Dataset Configuration#

NeuRodent supports multiple datasets and file formats through a flexible configuration system. This guide shows how to select and configure different datasets for your analyses.

Quick Start#

Switch datasets using environment variable:

# Run with Sox5 binary dataset
NEURODENT_DATASET=sox5_bin uv run snakemake --profile your-profile

# Run with AP3B2 NWB dataset
NEURODENT_DATASET=ap3b2_nwb uv run snakemake --profile your-profile

# Run with AP3B2 RHD dataset
NEURODENT_DATASET=ap3b2_rhd uv run snakemake --profile your-profile

How It Works#

File structure:

config/
├── config.yaml               # Main config (shared settings)
├── config.local.yaml         # Local overrides (gitignored)
├── datasets/                 # Dataset-specific configs
│   ├── sox5_bin.yaml        # Sox5 project, binary format
│   ├── ap3b2_nwb.yaml       # AP3B2 project, NWB format
│   └── ap3b2_rhd.yaml       # AP3B2 project, RHD format
└── samples*.json            # Sample metadata files

How dataset selection works:

  1. Main config (config.yaml) contains shared settings for all datasets

  2. Local overrides (config.local.yaml) are merged if the file exists (can set active_dataset)

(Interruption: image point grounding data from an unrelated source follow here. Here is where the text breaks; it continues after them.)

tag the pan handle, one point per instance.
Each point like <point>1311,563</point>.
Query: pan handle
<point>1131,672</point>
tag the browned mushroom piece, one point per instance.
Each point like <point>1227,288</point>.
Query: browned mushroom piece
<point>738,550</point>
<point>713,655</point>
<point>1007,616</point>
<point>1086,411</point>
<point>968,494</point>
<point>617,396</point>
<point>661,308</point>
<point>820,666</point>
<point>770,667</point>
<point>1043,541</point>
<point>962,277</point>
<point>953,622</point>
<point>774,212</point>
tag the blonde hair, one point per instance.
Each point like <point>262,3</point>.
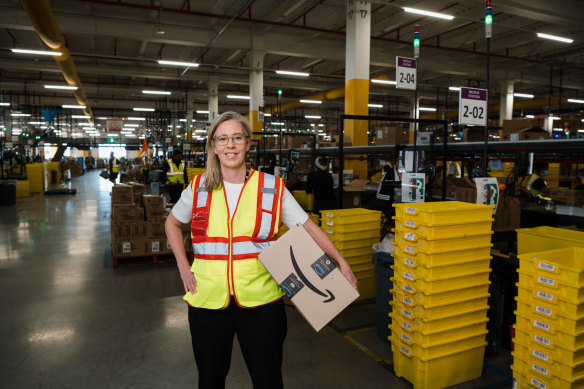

  3. Active dataset is resolved via NEURODENT_DATASET env var or the active_dataset key

  4. Dataset config is loaded from config/datasets/{active_dataset}.yaml

  5. Dataset config is deep-merged on top of the combined config

Merge order (later configs override earlier ones):

config.yaml → config.local.yaml → datasets/{active}.yaml

Switching Datasets#

There are three methods to select a dataset, each suited for different use cases.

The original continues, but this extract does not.